When I worked still I didn't have 40 hours' worth of work. I tried repeatedly to address this with management, but whenever I did they made up busy work for me. It was not legitimate work that needed to be done for the office, but now suddenly I was expected to do it just because I complained. It made me stop talking to management about it and I would just pretend to be busy whenever I got my actual legitimate work done for the day or week. It was INCREDIBLY frustrating and soul draining. That contributed a lot to me wanting to FIRE. Why should I waste 40 hours a week plus 5-6 hours a week combined commuting time of my life for something that takes me only a smaller percentage of those hours to do? I feel like working at home has exposed more people to the realities of similar situations and it is also frustrating them.
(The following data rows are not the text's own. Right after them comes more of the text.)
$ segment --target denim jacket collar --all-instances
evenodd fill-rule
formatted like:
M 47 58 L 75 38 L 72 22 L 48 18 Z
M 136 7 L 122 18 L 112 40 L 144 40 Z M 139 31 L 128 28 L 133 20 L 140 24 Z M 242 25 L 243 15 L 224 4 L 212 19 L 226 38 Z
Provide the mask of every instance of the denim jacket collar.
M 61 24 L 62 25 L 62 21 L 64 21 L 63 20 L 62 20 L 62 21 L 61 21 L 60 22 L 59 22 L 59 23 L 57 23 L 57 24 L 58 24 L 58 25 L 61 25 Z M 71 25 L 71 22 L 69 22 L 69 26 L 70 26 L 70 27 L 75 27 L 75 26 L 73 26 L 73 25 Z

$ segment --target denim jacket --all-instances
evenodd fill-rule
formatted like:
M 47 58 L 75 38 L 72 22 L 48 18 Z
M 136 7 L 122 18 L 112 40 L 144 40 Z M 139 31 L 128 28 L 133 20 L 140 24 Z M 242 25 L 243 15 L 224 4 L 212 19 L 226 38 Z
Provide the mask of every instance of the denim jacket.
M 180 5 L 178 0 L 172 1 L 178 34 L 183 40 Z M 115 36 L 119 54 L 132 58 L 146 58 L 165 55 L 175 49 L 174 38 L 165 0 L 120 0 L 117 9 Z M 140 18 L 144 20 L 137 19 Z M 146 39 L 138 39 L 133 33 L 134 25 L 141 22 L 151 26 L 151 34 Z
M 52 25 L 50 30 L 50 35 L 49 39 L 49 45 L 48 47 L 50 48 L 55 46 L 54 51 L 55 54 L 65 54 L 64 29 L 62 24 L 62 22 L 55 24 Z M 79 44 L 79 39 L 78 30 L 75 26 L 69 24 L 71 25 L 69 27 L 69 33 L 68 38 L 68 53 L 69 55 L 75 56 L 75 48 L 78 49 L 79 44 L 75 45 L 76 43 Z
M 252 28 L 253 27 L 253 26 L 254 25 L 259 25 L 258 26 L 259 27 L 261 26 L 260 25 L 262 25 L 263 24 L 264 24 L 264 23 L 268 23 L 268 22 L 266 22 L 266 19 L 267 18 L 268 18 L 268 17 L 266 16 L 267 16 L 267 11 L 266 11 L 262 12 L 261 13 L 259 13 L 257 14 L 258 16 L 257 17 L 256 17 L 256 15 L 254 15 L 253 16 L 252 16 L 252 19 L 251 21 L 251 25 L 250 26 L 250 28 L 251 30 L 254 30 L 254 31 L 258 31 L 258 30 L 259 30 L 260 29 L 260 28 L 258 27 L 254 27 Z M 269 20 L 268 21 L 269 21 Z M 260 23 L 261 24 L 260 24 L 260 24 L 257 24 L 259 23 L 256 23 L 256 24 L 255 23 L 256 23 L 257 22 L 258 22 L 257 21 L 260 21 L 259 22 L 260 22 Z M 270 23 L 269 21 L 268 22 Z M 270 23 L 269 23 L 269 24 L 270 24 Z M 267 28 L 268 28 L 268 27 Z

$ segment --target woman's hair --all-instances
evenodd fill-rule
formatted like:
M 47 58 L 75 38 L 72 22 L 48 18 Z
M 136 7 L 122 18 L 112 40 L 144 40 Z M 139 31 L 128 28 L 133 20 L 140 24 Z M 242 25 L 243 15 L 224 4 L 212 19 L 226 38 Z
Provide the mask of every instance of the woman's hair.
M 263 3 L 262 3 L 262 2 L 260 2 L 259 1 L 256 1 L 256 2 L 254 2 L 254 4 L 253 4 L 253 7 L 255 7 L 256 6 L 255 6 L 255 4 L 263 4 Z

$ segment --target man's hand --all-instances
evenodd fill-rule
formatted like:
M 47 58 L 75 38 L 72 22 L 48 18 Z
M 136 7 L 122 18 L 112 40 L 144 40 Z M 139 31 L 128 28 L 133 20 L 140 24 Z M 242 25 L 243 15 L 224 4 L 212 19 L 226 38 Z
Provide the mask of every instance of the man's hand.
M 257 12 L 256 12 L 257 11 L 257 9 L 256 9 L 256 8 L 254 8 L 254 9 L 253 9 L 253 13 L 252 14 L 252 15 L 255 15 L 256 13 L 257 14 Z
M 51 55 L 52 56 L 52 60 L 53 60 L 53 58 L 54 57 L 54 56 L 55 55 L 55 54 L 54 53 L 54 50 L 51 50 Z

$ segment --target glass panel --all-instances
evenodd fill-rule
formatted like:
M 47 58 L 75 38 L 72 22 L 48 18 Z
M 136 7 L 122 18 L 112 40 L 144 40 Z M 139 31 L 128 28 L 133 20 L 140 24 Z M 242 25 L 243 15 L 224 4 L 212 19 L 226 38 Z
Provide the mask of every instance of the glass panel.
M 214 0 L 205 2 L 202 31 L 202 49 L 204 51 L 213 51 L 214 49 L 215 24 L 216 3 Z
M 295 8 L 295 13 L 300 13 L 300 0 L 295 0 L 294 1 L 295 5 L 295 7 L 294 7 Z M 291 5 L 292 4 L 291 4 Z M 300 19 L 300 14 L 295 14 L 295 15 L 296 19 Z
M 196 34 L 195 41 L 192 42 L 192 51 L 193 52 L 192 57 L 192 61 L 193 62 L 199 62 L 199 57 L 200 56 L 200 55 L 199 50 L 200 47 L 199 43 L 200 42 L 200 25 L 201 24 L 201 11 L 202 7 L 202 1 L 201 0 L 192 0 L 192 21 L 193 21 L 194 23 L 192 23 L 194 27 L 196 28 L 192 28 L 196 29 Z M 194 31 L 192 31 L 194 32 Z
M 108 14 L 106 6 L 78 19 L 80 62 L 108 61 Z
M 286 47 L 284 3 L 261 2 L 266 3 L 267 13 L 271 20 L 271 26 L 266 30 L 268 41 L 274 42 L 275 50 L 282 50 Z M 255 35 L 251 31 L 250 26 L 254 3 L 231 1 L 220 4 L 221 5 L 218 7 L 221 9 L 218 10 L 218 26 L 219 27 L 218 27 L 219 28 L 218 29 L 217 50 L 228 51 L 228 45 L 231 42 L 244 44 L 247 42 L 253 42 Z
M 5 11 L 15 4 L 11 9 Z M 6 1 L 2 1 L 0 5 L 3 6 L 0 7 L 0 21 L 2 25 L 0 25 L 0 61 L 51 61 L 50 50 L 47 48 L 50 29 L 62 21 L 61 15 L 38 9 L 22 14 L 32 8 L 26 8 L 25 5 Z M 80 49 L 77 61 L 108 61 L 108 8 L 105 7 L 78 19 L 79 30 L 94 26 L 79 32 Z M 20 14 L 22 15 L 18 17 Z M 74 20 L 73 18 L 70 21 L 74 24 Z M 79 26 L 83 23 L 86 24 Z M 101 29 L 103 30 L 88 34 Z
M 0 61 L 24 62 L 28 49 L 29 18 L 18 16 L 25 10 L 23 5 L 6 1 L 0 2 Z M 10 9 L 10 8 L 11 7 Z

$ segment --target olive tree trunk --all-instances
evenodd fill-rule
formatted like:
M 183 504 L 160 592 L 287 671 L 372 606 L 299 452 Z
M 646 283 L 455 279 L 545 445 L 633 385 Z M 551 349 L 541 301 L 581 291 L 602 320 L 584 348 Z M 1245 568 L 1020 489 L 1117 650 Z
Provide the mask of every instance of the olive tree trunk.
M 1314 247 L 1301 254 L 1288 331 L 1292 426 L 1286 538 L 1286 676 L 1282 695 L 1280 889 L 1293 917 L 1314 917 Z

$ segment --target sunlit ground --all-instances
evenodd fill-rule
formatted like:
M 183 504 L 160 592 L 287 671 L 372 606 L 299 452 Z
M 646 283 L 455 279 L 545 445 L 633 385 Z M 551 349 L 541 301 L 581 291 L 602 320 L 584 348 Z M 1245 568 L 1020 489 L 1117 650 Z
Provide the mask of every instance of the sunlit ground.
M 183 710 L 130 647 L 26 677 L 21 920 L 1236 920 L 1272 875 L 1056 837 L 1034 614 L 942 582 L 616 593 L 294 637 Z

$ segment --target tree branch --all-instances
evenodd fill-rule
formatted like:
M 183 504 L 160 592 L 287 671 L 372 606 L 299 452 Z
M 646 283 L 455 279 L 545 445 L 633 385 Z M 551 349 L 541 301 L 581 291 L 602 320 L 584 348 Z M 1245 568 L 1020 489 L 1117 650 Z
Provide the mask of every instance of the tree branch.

When I had a job similar to the one you describe, I handled it by bringing my own laptop into work every day, with my own hotspot internet connection (away from the spying eyes of the employer's computer network), and I would just do whatever I wanted online. Mostly researching investments, learning new skills, etc. I internally justified it to myself as, I was learning new skills that might be useful in my career some day.
It really depends on how closely you are monitored at work by your peers and supervisor(s), so the degree to which you can get-away with this might vary. In my situation, most of my co-workers didn't know it was my personal laptop -- they thought it was a company laptop and that I was actually doing work. My direct boss rarely ever came by where I sat. It was pretty nice, although I sometimes had thoughts about being "found out". In the end, it didn't matter, because I fulfilled the requirements of the job, apparently, since they never laid me off.
I ended up leaving that job, for a different one -- that pays a bit better, but has very different expectations about how much stuff I need to do to fulfill the requirements of my job. I now work a legitimately full schedule, and then some.
Both extremes have their plusses and minuses. I'm already at FIRE-level-assets, so I can walk away whenever I want, if things become intolerable.